Nigeria’s foreign exchange reserves have climbed to their highest level since January, reaching $40.29 billion as of August 8, 2025, according to fresh data from the Central Bank of Nigeria (CBN). This marks a 9.4% increase, or $3.45 billion gain, compared to $36.84 billion recorded a year earlier, and reflects growing optimism around the nation’s economic outlook.
Analysts attribute the sustained growth to stronger foreign exchange inflows, driven by elevated crude oil prices, rising remittances from the Nigerian diaspora, and renewed appetite from foreign portfolio investors (FPIs). “Crude oil prices have stayed above $70, and positive sentiment about Nigeria, coupled with high asset yields, will continue to drive FPIs,” said Ayokunle Olubunmi, Head of Financial Institutions Ratings at Agusto & Co.
Market watchers, including Cordros Research, note that the stability of the naira will hinge on improving FX liquidity from both local and foreign sources. However, they warn of potential headwinds if global oil prices fall or geopolitical tensions rise. Afrinvest Asset Management added that consistent inflows from oil exports, remittances, and portfolio investments — alongside reduced speculative demand — will help keep the currency range-bound in the short term.
In its H2 2025 outlook, Comercio Partners projected a significant improvement in Nigeria’s Balance of Payments (BoP), aided by a more competitive naira and lower petroleum import dependence. “Savings from reduced oil importation and export competitiveness are boosting reserves,” the firm stated.
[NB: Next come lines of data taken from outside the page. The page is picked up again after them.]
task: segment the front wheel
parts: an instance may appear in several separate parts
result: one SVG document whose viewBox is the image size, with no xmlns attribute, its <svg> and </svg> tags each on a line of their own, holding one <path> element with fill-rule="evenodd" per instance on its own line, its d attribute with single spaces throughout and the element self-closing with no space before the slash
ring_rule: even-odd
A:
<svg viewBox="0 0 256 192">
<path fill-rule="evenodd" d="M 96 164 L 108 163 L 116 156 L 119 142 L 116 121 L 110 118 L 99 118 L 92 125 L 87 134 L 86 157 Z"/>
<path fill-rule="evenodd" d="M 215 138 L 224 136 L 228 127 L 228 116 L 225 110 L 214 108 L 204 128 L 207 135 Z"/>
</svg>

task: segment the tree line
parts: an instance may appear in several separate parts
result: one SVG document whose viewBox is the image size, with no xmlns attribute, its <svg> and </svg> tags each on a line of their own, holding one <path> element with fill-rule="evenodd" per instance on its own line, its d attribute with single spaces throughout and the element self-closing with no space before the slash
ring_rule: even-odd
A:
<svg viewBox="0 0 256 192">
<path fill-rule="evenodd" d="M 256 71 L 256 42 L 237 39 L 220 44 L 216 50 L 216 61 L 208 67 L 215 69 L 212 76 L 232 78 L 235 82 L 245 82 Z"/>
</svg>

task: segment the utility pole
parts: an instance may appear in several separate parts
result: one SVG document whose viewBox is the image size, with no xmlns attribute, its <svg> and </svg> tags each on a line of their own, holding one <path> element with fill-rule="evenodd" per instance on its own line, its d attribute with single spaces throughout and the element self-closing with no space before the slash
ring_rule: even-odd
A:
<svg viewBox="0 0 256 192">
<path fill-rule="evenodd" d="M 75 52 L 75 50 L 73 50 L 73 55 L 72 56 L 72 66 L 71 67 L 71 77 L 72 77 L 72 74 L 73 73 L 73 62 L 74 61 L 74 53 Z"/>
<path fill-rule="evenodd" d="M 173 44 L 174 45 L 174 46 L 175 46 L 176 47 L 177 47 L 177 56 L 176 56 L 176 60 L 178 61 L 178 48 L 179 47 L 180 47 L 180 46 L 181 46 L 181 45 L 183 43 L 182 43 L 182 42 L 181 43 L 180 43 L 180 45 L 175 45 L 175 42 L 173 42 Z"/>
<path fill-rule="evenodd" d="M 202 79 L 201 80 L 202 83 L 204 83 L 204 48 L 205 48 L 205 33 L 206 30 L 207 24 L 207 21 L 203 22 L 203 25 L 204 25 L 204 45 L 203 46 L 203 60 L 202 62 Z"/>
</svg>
Nigeria’s robust reserve position also strengthens its ability to meet external debt obligations. With a combined $1.813 billion in coupon payments and Eurobond maturities due in H2 2025, Comercio estimates current reserves can cover the debt service burden about 20 times over. The firm forecasts that reserves could hit $43 billion by year-end, providing a substantial buffer for economic stability.